L'industriel de la cassette leader en Europe, Tapeline LTD, constate une hausse de 50% de ses ventes sur un an en janvier 2017.

L'industriel de la cassette leader en Europe, Tapeline LTD, constate une hausse de 50% de ses ventes sur un an en janvier 2017. - Lori - Flickr - CC

Les ventes de cassettes ont redécollé aux États-Unis ces derniers mois, et une tendance similaire est palpable en Europe. Qui les achète? Des clients au profil très éloigné du quadragénaire nostalgique.

Cette vidéo donne immanquablement un coup de vieux à tous ceux qui sont nés au XXème siècle. En 2014, deux Youtubeurs star font découvrir à des enfants âgés de 6 à 13 ans… un walkman! Aucun d'eux ne sait ce qu'est cette petite machine que Sony a commercialisée pour la première fois en 1979. On leur donne alors une cassette. "Oh c'est comme ce qu'on voit dans les films!" s'exclame une petite fille.

Quand on leur explique qu'il faut chercher à l'aveugle les chansons, avec les boutons "avance rapide" et "rembobiner", leurs yeux s'agrandissent comme des soucoupes. "C'est vraiment compliqué", déplore l'un d'eux. Et pourtant… Et pourtant ce sont bien eux, ou leurs aînés de quelques petites années, nés bien après l'avènement du CD, qui achètent des cassettes audios chez le disquaire en 2017.

Dans la boutique parisienne La Fabrique des Balades Sonores, qui dispose du plus grand rayon de cassettes de Paris, ces antiquités représentent seulement 3-4% des ventes, pour 90% de vinyles et 6 à 7% de CD. Un marché de niche qui a pour clients "des jeunes qui n'ont connu que le numérique", affirme Thomas Changeur, le fondateur du label/magasin/groupe d'activisme musical. Et d'ajouter comme une évidence "ceux qui ont connu la cassette n'en rachèteraient pour rien au monde!"

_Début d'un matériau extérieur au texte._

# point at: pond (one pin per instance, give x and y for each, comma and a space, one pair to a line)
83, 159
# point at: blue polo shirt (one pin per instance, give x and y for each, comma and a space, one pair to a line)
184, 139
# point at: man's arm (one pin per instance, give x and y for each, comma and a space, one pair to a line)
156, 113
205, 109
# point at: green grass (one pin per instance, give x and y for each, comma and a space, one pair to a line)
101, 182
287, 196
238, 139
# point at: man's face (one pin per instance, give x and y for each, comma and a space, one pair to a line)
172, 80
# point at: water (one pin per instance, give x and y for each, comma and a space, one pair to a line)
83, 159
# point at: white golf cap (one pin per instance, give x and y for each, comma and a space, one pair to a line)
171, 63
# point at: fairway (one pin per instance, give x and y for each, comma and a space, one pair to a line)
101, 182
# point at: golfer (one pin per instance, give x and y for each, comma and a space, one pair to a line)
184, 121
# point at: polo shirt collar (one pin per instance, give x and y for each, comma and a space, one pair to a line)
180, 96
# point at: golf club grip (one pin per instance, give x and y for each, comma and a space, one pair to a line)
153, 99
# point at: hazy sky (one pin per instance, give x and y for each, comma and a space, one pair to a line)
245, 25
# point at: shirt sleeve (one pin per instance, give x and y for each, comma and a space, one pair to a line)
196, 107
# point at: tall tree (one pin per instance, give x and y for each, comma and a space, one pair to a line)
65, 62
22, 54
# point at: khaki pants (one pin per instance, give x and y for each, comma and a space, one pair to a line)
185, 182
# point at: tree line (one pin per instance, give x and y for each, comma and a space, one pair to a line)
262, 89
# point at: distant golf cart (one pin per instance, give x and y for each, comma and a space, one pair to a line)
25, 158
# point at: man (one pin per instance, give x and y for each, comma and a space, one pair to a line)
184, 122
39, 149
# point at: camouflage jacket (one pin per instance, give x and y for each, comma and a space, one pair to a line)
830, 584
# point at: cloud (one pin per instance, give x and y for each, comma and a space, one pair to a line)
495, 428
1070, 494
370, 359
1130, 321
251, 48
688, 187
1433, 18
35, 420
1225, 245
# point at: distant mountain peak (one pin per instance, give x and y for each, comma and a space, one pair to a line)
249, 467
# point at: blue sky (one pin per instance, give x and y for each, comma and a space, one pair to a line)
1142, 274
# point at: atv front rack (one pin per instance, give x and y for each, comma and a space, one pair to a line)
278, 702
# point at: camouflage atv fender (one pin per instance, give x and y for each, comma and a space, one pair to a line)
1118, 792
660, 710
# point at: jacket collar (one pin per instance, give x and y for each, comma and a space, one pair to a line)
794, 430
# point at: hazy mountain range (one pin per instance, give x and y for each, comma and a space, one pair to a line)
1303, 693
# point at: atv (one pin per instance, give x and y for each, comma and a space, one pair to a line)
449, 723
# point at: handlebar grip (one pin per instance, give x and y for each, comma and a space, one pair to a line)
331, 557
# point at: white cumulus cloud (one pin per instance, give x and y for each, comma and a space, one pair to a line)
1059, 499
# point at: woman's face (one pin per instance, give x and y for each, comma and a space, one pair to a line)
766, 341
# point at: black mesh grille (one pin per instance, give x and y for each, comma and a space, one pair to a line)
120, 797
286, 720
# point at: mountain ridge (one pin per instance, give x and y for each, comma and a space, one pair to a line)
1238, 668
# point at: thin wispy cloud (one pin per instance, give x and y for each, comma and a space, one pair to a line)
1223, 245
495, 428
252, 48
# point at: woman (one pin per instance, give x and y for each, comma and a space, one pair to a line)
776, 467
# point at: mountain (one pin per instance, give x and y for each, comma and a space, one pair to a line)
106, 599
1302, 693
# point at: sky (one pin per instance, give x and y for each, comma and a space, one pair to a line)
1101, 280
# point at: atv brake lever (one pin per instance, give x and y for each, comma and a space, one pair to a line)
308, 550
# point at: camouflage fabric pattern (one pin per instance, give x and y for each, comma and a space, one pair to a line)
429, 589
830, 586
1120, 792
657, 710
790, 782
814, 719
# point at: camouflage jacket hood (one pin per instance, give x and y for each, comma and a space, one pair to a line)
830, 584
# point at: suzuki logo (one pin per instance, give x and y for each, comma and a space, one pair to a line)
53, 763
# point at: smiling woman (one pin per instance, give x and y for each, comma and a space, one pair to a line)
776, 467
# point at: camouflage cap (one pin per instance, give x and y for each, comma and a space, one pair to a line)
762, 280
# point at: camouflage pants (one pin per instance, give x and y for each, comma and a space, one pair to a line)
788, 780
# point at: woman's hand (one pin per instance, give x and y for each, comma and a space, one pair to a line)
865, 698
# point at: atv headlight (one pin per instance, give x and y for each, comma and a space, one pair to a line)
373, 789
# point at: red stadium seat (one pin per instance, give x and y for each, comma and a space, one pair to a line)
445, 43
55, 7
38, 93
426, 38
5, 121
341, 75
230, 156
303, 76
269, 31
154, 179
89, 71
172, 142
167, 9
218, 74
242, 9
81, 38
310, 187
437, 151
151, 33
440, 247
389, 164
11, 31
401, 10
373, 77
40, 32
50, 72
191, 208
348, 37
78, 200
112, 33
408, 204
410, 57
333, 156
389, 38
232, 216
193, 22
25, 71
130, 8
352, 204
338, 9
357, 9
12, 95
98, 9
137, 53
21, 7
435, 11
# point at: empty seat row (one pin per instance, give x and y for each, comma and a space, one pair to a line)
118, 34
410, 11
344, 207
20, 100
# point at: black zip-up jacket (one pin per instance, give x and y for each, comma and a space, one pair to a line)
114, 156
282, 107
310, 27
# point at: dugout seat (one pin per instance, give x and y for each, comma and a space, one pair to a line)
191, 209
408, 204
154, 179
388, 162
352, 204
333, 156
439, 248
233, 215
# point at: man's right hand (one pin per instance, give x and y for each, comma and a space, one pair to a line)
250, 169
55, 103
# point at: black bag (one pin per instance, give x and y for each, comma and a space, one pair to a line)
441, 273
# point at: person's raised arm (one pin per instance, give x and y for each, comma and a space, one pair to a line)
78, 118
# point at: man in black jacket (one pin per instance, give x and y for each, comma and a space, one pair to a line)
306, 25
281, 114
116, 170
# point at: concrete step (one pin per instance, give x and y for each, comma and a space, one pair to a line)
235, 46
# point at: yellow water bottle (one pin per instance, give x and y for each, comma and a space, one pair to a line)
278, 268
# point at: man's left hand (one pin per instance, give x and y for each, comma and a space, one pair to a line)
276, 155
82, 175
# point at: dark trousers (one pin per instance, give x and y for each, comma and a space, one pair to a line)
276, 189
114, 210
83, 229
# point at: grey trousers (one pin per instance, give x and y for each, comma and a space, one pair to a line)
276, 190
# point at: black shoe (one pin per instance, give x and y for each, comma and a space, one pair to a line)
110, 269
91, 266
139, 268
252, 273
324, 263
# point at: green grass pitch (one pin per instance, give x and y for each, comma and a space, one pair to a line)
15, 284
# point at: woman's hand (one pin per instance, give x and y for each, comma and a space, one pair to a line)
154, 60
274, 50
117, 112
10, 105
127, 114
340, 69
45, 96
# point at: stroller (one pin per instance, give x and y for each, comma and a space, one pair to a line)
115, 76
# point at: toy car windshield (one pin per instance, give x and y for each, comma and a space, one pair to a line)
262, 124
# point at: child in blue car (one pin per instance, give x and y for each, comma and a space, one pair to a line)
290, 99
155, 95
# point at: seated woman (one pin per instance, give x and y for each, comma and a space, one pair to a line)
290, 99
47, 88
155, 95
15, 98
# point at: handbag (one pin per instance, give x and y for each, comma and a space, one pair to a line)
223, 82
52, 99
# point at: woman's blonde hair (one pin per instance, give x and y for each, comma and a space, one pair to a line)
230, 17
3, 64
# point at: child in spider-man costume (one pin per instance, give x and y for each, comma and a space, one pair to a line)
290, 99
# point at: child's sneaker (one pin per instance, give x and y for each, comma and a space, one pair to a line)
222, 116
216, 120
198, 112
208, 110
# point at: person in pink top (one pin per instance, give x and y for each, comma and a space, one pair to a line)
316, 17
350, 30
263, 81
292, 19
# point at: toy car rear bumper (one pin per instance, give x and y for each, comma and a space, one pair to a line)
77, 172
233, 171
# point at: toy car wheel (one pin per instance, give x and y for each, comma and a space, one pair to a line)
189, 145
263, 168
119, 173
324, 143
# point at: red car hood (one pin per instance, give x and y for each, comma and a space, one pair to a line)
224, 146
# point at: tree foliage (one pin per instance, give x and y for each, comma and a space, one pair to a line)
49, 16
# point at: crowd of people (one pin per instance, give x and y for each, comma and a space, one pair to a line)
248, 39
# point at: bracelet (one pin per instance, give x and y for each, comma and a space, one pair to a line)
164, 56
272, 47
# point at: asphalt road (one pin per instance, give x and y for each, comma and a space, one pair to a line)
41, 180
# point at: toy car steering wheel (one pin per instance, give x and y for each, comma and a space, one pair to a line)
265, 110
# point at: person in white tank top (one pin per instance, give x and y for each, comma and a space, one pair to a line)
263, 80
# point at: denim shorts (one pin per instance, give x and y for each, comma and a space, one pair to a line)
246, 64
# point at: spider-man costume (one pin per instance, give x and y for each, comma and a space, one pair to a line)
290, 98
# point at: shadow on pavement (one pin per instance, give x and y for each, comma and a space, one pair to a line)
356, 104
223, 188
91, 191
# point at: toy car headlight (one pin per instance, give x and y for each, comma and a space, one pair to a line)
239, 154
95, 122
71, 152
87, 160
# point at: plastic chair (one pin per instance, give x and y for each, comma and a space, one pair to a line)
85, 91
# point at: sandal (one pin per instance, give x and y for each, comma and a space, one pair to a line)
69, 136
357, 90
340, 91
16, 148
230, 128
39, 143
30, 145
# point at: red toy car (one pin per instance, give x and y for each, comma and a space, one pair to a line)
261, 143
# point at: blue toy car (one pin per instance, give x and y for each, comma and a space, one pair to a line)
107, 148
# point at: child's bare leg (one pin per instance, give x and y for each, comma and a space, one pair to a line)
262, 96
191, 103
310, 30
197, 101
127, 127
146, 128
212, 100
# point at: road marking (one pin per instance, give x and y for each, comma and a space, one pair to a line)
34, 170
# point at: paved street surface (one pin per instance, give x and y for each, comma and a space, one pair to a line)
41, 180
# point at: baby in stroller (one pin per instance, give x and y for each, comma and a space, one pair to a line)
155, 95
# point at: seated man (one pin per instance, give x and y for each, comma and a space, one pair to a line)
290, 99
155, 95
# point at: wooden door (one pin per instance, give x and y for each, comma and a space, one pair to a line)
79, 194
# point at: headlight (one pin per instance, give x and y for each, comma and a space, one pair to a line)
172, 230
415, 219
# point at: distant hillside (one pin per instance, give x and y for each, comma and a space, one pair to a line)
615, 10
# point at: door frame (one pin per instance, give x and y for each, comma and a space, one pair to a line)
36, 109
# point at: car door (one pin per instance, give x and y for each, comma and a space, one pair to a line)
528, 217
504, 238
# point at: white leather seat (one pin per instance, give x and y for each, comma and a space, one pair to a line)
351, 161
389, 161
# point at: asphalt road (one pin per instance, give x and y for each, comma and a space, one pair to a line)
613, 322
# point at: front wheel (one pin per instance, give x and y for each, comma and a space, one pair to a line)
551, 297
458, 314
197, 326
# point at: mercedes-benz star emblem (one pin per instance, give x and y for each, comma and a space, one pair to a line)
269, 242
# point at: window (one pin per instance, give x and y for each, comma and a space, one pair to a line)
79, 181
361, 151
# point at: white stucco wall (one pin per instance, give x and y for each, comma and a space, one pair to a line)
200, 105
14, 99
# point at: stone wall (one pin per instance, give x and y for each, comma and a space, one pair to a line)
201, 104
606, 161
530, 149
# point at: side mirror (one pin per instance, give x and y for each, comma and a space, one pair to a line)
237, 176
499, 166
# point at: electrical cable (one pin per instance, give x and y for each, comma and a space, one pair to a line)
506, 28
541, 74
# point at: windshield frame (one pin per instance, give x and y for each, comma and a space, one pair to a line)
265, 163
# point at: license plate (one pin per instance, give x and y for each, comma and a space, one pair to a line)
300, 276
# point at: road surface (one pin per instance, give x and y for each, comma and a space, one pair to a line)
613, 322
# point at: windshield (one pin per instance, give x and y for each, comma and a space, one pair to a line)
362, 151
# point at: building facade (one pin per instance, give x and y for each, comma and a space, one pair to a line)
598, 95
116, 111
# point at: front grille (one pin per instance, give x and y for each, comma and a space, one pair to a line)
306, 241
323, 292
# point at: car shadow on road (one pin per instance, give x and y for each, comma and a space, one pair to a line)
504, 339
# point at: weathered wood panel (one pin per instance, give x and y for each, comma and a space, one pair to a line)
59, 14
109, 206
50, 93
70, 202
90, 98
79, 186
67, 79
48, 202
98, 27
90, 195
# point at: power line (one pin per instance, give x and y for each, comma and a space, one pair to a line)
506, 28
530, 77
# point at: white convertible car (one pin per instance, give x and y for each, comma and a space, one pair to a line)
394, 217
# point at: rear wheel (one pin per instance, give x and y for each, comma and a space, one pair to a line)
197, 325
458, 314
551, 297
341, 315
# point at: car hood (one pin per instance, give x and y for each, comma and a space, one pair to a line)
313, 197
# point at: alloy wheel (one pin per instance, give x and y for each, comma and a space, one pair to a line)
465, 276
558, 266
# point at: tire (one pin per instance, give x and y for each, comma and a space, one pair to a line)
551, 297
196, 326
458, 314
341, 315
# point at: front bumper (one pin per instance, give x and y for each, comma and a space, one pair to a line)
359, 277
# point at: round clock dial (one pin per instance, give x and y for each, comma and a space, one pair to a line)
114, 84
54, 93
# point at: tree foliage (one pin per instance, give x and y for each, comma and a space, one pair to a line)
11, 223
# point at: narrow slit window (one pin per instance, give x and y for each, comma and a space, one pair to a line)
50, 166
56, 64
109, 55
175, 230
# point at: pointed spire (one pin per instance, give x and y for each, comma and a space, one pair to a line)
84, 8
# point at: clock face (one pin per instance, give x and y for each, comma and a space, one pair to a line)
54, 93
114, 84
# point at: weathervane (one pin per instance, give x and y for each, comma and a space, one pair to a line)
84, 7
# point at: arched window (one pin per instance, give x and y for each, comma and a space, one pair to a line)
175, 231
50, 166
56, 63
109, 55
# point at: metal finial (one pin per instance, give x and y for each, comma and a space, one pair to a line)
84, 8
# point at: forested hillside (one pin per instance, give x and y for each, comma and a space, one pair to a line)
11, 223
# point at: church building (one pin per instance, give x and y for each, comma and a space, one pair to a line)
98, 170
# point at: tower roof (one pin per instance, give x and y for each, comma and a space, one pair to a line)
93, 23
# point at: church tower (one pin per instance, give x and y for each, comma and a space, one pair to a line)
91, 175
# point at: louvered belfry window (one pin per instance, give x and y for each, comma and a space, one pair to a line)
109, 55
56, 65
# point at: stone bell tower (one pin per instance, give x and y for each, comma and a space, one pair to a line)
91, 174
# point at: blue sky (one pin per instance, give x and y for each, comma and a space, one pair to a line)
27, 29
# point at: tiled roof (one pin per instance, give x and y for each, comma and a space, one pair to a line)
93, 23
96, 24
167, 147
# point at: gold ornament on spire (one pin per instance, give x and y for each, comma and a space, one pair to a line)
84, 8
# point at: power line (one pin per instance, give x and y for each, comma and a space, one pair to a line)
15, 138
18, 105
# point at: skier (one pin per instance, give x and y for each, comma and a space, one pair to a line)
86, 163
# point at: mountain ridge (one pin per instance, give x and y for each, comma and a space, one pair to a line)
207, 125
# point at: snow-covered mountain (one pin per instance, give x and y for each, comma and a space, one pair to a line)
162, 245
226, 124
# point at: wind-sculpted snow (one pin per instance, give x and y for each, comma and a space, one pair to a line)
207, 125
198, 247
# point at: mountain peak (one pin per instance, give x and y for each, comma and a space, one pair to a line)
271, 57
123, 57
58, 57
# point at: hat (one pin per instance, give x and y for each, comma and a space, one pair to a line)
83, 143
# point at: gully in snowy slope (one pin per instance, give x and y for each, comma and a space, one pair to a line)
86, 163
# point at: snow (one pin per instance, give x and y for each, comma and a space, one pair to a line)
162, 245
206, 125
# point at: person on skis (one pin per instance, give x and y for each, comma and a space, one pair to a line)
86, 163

Mais qu'est-ce qui attire alors vers nos vieilles cassettes à bande magnétique cette génération habituée à écouter des sons d'une pureté absolue, à les trouver en un clic, et à zapper encore plus vite? "Le coût", affirme Thomas Changeur. "Une cassette ne coûte pas plus de 2 ou 3 euros. Souvent moins cher qu'un titre sur iTunes", souligne-t-il. Cet argument du prix convainc d'ailleurs aussi bien les consommateurs que les vendeurs. Les labels indépendants et leurs artistes n'ont jamais cessé de produire des cassettes, rappelle-t-il.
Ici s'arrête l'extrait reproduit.